McGregor, an ancestor of John Kerry is labelled the Irish Moses, as US monitors persecution of Christians

 

It’s amazing what the Economist picks up… the half forgotten and much missed tradition of Presbyterian liberalism, forced to emigrate to the States and often confused there with the Irish Catholic variety. Could they have possibly read Turgon?

DOES the Obama administration care about religious liberty round the world? In some ways, it has no choice but to care. American administrations are mandated by law to study the performance of all governments in this sensitive area, and to denounce and possibly penalise violators. But it is a matter of degrees and priorities. In almost all parts of the world where faiths are being persecuted (Egypt, Sudan, Iraq, Afghanistan, Myanmar) other bad things are happening too and there are other threats to American interests. So governments have to decide how much weight, if any, to give to matters of religion and its free exercise.

Until very recently, sceptics (not all them conservatives) were very scathing about the current administration’s level of interest. The fate of Christian communities in northern Iraq (pictured above), recently uprooted from places they have lived since the dawn of their faith, did not seem to be of great concern; and in the State Department’s analysis of Nigeria, for example, Christian-Muslim tensions appeared to be underplayed

This week the Department did two things to allay those criticisms. First it issued an annual report on religious freedom round the world, which stated plainly, that the Christian presence in much of the Middle East was being “reduced to a shadow of its former self”. It also added Turkmenistan to a list of nations that America sees as egregious violators of religious liberty, or “countries of particular concern”. Myanmar, China, Eritrea, Iran, North Korea, Sudan, Saudi Arabia and Uzbekistan were already on the list.

The report lamented that “In 2013, the world witnessed the largest displacement of religious communities in living memory.

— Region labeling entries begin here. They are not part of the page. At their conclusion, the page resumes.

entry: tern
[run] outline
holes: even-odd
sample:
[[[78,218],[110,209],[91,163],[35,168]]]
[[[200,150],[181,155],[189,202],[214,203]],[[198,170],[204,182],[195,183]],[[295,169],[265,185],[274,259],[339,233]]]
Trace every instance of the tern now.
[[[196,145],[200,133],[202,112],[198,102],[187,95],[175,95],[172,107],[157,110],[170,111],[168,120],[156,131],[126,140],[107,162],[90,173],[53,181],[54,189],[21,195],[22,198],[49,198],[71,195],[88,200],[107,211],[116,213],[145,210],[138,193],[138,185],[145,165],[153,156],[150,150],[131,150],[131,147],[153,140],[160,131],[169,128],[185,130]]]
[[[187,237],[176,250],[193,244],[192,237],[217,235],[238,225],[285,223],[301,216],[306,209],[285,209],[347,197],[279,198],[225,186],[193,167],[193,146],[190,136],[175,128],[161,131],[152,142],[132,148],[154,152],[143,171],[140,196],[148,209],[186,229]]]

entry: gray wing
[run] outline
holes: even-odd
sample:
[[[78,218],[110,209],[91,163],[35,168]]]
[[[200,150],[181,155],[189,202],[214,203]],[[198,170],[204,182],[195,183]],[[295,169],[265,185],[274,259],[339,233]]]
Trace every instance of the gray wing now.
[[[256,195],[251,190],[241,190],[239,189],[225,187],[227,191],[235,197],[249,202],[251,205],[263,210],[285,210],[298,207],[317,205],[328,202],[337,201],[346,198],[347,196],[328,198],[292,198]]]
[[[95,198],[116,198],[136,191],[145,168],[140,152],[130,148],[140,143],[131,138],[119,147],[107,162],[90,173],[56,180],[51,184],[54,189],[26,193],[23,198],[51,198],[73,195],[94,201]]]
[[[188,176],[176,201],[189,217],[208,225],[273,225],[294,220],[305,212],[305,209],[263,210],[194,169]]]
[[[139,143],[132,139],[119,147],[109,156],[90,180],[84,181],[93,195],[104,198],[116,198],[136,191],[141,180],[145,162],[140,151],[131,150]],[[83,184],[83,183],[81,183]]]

In almost every corner of the globe, millions of Christians, Muslims, Hindus, and others representing a range of faiths were forced from their homes on account of their religious beliefs.”

Launching the report, John Kerry said that three-quarters of the world’s population lived in places where religious freedom was not respected. The secretary of state singled out North Korea for its “absolute and brutal repression of religious activity” and deplored the fact that this month, a pastor in China had been sentenced to 12 years in jail. Mr Kerry acknowledged that “We have a long way to go when governments kill, detain or torture people on the basis of religious belief.”

It so happens that as Mr Kerry was speaking, one of his direct forebears was being honoured at a plaque-unveiling ceremony in the small Ulster town of Aghadowey, for his fight for religious freedom. James MacGregor, sometimes known as the “Moses of the Scots-Irish”, was a Presbyterian minister who in 1718 brought his entire parish to the New World and established the town of Londonderry, New Hampshire. He hoped that his parishioners would fare better in the New World than they had under Anglican domination in Ireland. Perhaps the blood of his ancestor is beginning to stir in Mr Kerry’s veins.

But what are those roots? The Boston Globe has traced  Kerry not to Ulster but to Jewish ancestry in what is now the Czech republic.

According to legend, an ancestor called  Fritz  Kohn  dropped a pencil on a European map, where it landed on County Kerry in Ireland, and so he changed his name to Kerry and changed his religion to Catholic. Fritz wrote on an application that he wanted to change his name because “it is so typically Jewish” and he believed “that the name will hinder his career in the military. So fat the connection with Aghadowey remains obscure.

Kerry has been accused of faking Irish ancestry for political purposes. But wait! A genealogical trace down to  GREAT-GREAT-GREAT-GREAT-GREAT-GRANDPARENTS finds his 246th closest relative was  Rev. David McGregor, minister of the West Parish, Londonderry, N. H., b. Londonderry, Ireland, 6 Nov. 1710, d. Londonderry, N. H., … 1777 

Well done, Economist researcher!  Just think if that ancestor with the pencil had known about  the real Irish link the secretary of state might have been  called  John Derry  – or maybe Londonderry?